Directed by South African director Mandla Dube, the series will focus on Mandela’s extraordinary life and specifically the dramatic 1984-1994 period, known as the ‘deadly decade’ during which thousands died in political violence.
It is being billed as “Nelson Mandela’s own story ‘in his own words, narrated in his voice’ and is being made in collaboration with the archive and research team Nelson Mandela personally authorized in 2004, Verne Harris, Razia Saleh and Sahm Venter. They are aiming to make the most rigorously-researched, in-depth and personal long-form doc on his life.
Mandela began the ‘deadly decade’ imprisoned for life for conspiring to overthrow the state, but was freed in 1990 and went on to establish the country’s first democratic elections in 1994, winning the vote and subsequently leading as President until 1999.
The series has been authorized by the Nelson Mandela Foundation to archival recreate Mandela’s voice from his personal archive and feature previously unreleased material and unpublished letters he wrote while in jail.

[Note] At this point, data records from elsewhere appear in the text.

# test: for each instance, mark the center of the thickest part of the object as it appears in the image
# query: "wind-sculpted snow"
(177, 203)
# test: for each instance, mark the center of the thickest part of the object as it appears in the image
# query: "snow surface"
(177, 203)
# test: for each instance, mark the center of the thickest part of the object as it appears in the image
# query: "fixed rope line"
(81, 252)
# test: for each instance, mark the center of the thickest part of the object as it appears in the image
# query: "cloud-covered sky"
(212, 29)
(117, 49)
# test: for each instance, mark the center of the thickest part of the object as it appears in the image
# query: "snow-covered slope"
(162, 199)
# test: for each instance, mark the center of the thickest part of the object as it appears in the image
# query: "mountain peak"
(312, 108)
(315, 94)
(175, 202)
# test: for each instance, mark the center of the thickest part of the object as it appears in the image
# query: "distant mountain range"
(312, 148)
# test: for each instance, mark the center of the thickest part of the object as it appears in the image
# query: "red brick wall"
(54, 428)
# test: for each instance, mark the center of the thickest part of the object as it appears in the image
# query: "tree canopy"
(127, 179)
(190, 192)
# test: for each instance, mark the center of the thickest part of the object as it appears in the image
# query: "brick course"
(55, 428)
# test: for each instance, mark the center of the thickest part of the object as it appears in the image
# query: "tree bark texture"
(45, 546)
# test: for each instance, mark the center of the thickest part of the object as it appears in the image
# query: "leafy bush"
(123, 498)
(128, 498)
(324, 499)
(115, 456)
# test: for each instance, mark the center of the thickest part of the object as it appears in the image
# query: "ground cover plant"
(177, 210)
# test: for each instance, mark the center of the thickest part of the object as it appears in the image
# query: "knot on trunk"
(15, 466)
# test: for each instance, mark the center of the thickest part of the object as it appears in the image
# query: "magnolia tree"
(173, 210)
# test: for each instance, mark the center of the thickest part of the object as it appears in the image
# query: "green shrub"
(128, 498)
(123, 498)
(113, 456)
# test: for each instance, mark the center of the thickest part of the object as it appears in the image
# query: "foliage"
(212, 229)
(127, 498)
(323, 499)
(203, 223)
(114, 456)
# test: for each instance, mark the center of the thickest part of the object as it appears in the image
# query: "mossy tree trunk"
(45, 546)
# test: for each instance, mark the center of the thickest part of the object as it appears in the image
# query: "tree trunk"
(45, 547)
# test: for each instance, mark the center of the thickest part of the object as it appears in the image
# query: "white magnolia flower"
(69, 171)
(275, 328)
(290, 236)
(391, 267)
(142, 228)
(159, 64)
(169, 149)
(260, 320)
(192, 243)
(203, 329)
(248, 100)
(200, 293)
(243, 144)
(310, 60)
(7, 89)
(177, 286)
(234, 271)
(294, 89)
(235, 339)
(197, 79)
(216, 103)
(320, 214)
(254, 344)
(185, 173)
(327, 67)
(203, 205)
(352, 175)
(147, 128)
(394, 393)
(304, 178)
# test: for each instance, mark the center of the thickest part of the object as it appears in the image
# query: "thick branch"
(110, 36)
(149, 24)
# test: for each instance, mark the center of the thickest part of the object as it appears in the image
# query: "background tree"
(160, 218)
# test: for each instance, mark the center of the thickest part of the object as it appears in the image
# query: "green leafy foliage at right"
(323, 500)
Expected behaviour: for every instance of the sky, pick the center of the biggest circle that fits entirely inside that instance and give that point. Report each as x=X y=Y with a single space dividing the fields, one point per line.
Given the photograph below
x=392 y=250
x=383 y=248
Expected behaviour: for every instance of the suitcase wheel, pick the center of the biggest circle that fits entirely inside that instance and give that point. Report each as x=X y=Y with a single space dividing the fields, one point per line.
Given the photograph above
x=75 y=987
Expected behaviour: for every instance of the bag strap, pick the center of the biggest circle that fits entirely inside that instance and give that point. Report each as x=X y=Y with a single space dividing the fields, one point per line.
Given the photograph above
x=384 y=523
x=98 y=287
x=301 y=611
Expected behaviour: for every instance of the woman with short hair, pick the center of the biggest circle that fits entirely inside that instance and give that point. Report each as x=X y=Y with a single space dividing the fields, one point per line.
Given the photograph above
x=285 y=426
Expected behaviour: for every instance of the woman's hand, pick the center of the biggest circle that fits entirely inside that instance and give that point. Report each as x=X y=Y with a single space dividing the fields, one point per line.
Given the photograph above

The foundation, which is the custodian of Mandela’s personal archive, has granted long-time creative partner and publisher of five books with and about him, the right to create the doc series.
Development has been ongoing for two years and is being readied for global release on Freedom Day (April 27) next year, which will be the 31st anniversary of the 1994 election.
Mandela: Life director Dube, whose Netflix action film Silverton Siege is about the moment that sparked the Free Mandela movement, recently secured financing from the Industrial Corporation of South Africa for his next six films, as we revealed last month.